A pool is a group of GPU nodes with shared configuration:

  • Same cloud provider and region.
  • Same instance type (GPU count and model).
  • Common scaling limits and autoscaler configuration.
  • Unified health and replacement policies.

Pools let you manage different workload types independently:

pools:
  # Training pool: Large instances, conservative scaling
  training:
    provider: lambda
    instance_type: gpu_8x_h100_sxm5
    min_nodes: 2
    max_nodes: 20
    cooldown: 10m

  # Inference pool: Smaller instances, aggressive scaling
  inference:
    provider: lambda
    instance_type: gpu_1x_a100
    min_nodes: 5
    max_nodes: 100
    cooldown: 2m

When to use multiple pools#

  • Different instance types: Training on 8xH100, inference on 1xA100.
  • Different regions: US pool for US users, EU pool for EU users.
  • Different scaling behavior: Batch jobs scale to zero, serving keeps minimum capacity.
  • Different teams: Separate pools for separate cost tracking.

Providers#

A provider abstracts cloud-specific operations:

  • Provisioning new instances.
  • Terminating instances.
  • Listing available instance types.
  • Managing SSH keys and startup scripts.

Supported providers#

Provider Description
lambda Lambda Labs Cloud GPU instances.
gcp Google Cloud Platform.
aws Amazon Web Services.
fake Simulated instances for development and testing.

Provider configuration#

Providers are configured separately from pools:

providers:
  lambda:
    type: lambda
    api_key_env: LAMBDA_API_KEY

  gcp:
    type: gcp
    project: my-project
    credentials_file: /path/to/credentials.json

pools:
  training:
    provider: lambda  # References the provider above
    # ...

This lets you:

  • Use the same provider with different credentials.
  • Switch providers without changing pool configuration.
  • Test with the fake provider before using real clouds.

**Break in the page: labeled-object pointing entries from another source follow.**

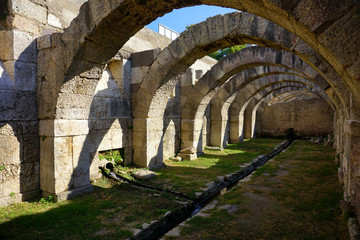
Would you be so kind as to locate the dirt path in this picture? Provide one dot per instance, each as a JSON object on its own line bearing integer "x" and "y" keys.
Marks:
{"x": 295, "y": 196}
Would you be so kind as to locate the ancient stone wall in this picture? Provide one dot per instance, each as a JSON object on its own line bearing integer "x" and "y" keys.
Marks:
{"x": 108, "y": 124}
{"x": 308, "y": 117}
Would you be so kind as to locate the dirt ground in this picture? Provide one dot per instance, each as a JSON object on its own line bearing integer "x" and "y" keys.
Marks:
{"x": 294, "y": 196}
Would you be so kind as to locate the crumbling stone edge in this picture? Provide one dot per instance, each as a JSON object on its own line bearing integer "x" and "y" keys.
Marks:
{"x": 177, "y": 216}
{"x": 354, "y": 230}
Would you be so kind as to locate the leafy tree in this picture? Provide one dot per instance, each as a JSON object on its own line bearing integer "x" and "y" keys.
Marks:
{"x": 219, "y": 54}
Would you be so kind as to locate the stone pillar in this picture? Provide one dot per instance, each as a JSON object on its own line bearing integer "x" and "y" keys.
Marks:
{"x": 248, "y": 120}
{"x": 351, "y": 163}
{"x": 191, "y": 134}
{"x": 147, "y": 142}
{"x": 218, "y": 130}
{"x": 235, "y": 129}
{"x": 64, "y": 170}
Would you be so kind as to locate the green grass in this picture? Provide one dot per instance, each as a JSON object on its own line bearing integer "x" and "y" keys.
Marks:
{"x": 302, "y": 204}
{"x": 189, "y": 177}
{"x": 113, "y": 209}
{"x": 110, "y": 206}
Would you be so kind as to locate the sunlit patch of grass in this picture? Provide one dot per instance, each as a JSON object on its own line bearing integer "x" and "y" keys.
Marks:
{"x": 304, "y": 203}
{"x": 110, "y": 206}
{"x": 190, "y": 176}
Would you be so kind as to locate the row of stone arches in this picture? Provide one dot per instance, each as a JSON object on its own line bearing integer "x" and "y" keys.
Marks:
{"x": 296, "y": 58}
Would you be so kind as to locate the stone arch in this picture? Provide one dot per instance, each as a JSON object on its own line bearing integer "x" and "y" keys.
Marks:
{"x": 202, "y": 92}
{"x": 237, "y": 117}
{"x": 222, "y": 100}
{"x": 77, "y": 47}
{"x": 295, "y": 94}
{"x": 109, "y": 18}
{"x": 224, "y": 96}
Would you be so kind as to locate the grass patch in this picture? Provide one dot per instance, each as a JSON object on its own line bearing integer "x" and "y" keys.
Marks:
{"x": 302, "y": 204}
{"x": 189, "y": 177}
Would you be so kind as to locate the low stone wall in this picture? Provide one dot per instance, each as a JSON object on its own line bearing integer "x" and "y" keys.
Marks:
{"x": 312, "y": 117}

See Configuration Reference for all provider options.

Labels#

Labels are key-value pairs attached to pools and nodes. Use them for:

  • Filtering nodes by workload type.
  • Routing jobs to appropriate pools.
  • Organizing resources by team or project.
pools:
  training:
    provider: lambda
    instance_type: gpu_8x_h100
    labels:
      workload: training
      team: ml-platform
      environment: production

Labels propagate to nodes when they're provisioned. Query nodes by label:

navarch list --label workload=training

See CLI Reference for all filtering options.

Multi-cloud setup#

Navarch can manage nodes across multiple providers simultaneously:

providers:
  lambda:
    type: lambda
    api_key_env: LAMBDA_API_KEY

  gcp:
    type: gcp
    project: my-project

pools:
  # Primary pool on Lambda
  training-primary:
    provider: lambda
    instance_type: gpu_8x_h100_sxm5
    region: us-west-1
    min_nodes: 4
    max_nodes: 20

  # Overflow pool on GCP
  training-overflow:
    provider: gcp
    instance_type: a3-highgpu-8g
    region: us-central1
    min_nodes: 0
    max_nodes: 10

This enables:

  • Failover: If Lambda is out of capacity, use GCP.
  • Cost optimization: Use the cheapest available provider.
  • Geographic distribution: Run nodes closer to users.